Title: Original Sins
Author: Peg Kingman
Genre: Historical Fiction
Publisher: W.W. Norton & Company
Published: 2010
Pages: 448

Rating: 7 out of 10

Original Sins is the story of Grace Pollocke, a married woman in 1800's Pennsylvania who is unexpectedly reunited with a childhood friend - Anibadh, who fled from a life of slavery in Virginia years ago. Why would a runaway slave return and risk being discovered? When Grace asks herself the same question, she finds that Ani has returned in search of her daughter, still a slave at a plantation in Virginia, which just so happens to be owned by Grace's long-lost cousins. Concealing her identity, Grace travels with them to their home, in search of Anibadh's daughter.

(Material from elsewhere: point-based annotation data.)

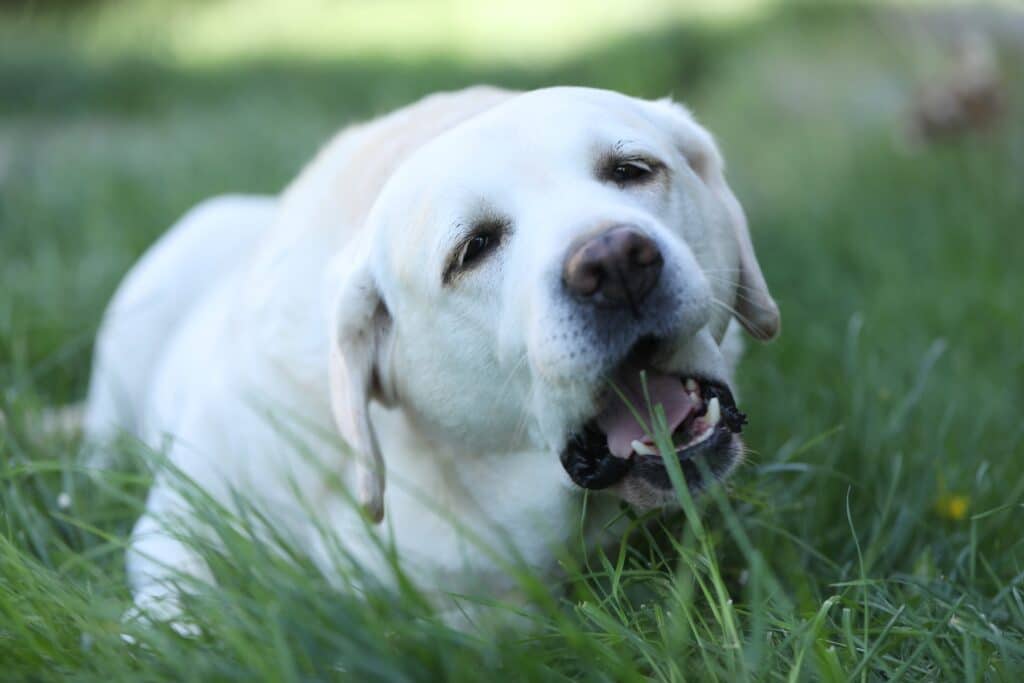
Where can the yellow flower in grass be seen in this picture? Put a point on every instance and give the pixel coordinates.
(952, 507)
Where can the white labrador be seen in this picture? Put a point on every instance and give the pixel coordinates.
(450, 288)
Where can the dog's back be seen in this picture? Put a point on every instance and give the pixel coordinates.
(207, 244)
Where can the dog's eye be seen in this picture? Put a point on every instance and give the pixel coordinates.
(477, 246)
(630, 171)
(473, 250)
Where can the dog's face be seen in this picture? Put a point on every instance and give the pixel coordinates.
(538, 276)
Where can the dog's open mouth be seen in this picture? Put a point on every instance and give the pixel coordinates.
(700, 414)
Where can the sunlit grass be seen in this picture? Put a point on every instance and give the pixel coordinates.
(530, 31)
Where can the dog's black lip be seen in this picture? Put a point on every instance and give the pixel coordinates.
(590, 464)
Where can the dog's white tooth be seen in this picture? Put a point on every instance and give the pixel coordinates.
(642, 449)
(714, 412)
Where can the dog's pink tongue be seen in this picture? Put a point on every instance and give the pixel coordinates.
(617, 422)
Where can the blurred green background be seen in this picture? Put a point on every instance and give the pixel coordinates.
(879, 151)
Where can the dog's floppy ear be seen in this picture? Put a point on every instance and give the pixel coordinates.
(360, 334)
(755, 307)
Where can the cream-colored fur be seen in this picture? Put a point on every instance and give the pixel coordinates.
(266, 340)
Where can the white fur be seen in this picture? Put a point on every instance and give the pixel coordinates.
(323, 312)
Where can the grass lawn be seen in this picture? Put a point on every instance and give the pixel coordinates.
(875, 534)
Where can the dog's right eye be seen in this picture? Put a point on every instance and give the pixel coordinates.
(473, 250)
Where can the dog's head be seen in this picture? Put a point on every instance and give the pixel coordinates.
(538, 276)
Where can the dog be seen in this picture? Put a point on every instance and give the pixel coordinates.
(480, 295)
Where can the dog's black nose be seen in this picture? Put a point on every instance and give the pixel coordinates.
(614, 268)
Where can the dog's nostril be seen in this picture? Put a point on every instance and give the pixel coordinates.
(615, 268)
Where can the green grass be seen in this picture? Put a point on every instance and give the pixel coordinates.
(837, 553)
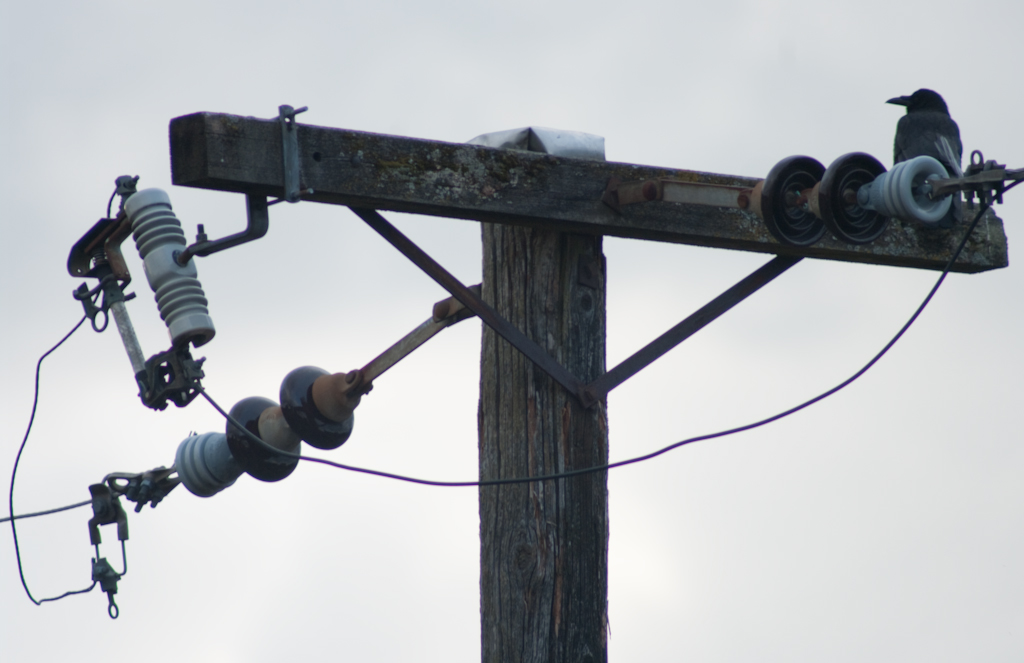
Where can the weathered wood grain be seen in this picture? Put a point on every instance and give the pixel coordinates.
(241, 154)
(544, 545)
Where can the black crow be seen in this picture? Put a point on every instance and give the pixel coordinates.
(920, 132)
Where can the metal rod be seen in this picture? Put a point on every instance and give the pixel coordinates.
(640, 360)
(407, 344)
(128, 337)
(473, 302)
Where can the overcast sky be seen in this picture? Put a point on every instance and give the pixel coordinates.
(884, 524)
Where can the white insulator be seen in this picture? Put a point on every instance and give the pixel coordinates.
(902, 192)
(205, 464)
(179, 296)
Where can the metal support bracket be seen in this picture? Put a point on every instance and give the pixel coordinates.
(257, 223)
(290, 151)
(591, 394)
(257, 214)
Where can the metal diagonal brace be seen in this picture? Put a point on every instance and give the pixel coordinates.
(491, 317)
(710, 312)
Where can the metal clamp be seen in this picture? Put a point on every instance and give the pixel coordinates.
(145, 488)
(107, 509)
(257, 223)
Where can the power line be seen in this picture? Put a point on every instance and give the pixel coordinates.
(22, 516)
(597, 468)
(13, 474)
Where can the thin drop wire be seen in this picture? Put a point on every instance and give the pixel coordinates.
(622, 463)
(13, 474)
(22, 516)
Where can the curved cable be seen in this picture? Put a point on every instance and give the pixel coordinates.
(629, 461)
(13, 474)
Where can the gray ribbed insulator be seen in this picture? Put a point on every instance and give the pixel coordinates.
(179, 296)
(205, 464)
(900, 193)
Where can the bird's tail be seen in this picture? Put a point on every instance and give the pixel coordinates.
(948, 156)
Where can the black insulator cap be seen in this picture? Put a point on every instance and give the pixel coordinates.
(302, 415)
(257, 461)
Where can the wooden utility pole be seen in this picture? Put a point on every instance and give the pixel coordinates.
(544, 544)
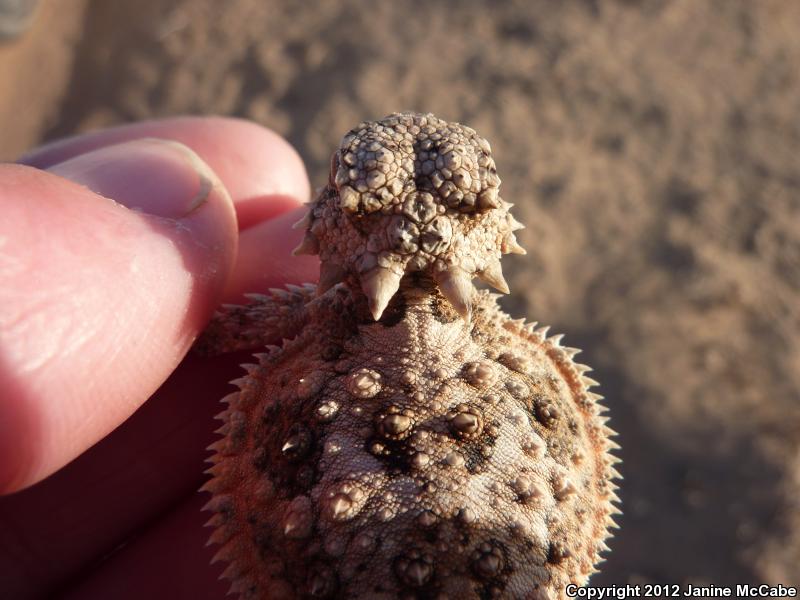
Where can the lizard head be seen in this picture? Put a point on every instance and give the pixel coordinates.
(411, 193)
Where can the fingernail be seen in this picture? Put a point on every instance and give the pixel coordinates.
(155, 176)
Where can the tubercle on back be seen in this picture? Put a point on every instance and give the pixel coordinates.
(411, 193)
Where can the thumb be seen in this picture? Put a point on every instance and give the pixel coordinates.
(110, 264)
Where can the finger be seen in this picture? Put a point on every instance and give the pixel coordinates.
(262, 172)
(98, 302)
(112, 491)
(169, 560)
(265, 258)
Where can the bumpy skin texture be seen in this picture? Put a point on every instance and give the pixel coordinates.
(412, 444)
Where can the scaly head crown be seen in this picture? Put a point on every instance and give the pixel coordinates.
(411, 192)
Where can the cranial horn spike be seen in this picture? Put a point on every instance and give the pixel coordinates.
(488, 198)
(493, 275)
(514, 224)
(511, 246)
(329, 275)
(379, 285)
(456, 285)
(309, 245)
(304, 222)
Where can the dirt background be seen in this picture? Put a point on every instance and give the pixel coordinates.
(652, 149)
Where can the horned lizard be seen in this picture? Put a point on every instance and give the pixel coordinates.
(407, 439)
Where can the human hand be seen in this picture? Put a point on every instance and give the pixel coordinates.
(99, 304)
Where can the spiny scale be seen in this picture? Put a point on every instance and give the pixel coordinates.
(407, 439)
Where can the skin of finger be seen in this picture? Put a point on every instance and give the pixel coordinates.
(148, 463)
(265, 258)
(168, 560)
(98, 306)
(152, 460)
(262, 172)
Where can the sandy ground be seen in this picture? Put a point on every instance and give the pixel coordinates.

I really enjoyed reading this book. The feeling of it was very sophisticated and authentic, and Grace is a wonderful character.

Something that struck me as different, perhaps even unique, was the view that the main character so openly voices through-out the story. Unlike most women in the 1800's, she does not believe in God, and could in fact be called an atheist. Being born in Scotland and having also lived in China, she has something to compare the Americas to, and she does not exactly shed a favorable light on them. It was interesting how some of the negative things Grace observed are still going on to this day. Maybe the author was using the story to make a point.

I loved the main character of Grace. She is a struggling painter, married to the man of her dreams, and struck me at once as intelligent and personable. I loved the way that she had "deep thoughts" about certain things, musing about marriage, freedom, religion, and smaller things. She is a very perceptive and insightful character.

However, while Grace's character is well written, the author relies far too heavily on her to carry the plot. The other characters - Dan, Anibadh, Diana, and Julia Grant, among others, are not so well written. They are always in the shadows, and we are never really sure about them. We know basics about them, but beyond that, they are a mystery.

The author tended to be very good at writing "bad" characters, such as the assuming, arrogant, self righteous women whom Grace stays with, but not so talented at portraying "good" characters. Julia Grant, an unexpected ally of Grace's, is simply a nice girl, and seemed just a bit too stereotypically good to me, as if the author was saying "She's on our side - does anything else matter?"
However, the shallow women who are certainly not on Grace's side are just so much fun to read about, it almost makes up for it. The author captured their conversations, meaningful sighs, and raised eyebrows perfectly. They may not have been delved into very deeply, but they were certainly realistic.

Kingman knows authentic speech from the 1800's, I was happy to find. Little phrases such as "Well, I swan..." or "Dash it all!" were strewn through-out the book. And she certainly did her research if she even knows little, less easy to remember facts, such as that United States of America was abbreviated a certain way back then, not just USA.

I almost regret to list the worst thing about this book - I truly did enjoy reading it, and I feel that I owe a more favorable review.
However, unlike most good books I have read, this one started off marvelously, and then once it got past the middle, went downhill.

This book is complicated. It could have easily been stretched out into an extremely long story, or even two books. Complexity and complications are something that I usually love, but here, they seemed out of place. It was simply unnecessary, and it slowed down the plot.
Do we really need to read pages and pages about Julia's chemistry experiments? When she sends Grace something to help whiten laundry, do we really need to read for 2 pages, Julia's instructions on how to use it? Some of these things do come in handy later, but the author could have just said that Julia sent her some detergent.
I was disappointed by the downfall of the story. The beginning was just so good!
And yet, the story gets wrapped up in its own plot, and Kingman does not seem to know how to simplify, and where to do it.
By the ending pages of the story, I just wanted to be done with it. The trial at the end went on for I don't know how long... About 15 pages? And it was not even one of those interesting trials. They were only asking everyone normal questions.
It was things such as this that really slow the story down. We simply don't need to read all of that. Kingman takes the saying "show the reader, don't tell them" too far!

I know that my review has listed a lot of negative points to this book, but I hope that it does not discourage you too much from reading it. Especially toward the beginning, this book was just wonderful to read, truly what historical fiction should be. It was good enough to make up for the slower ending chapters, and I am glad that I read it.
There is a prequel, which I will be looking for at my library.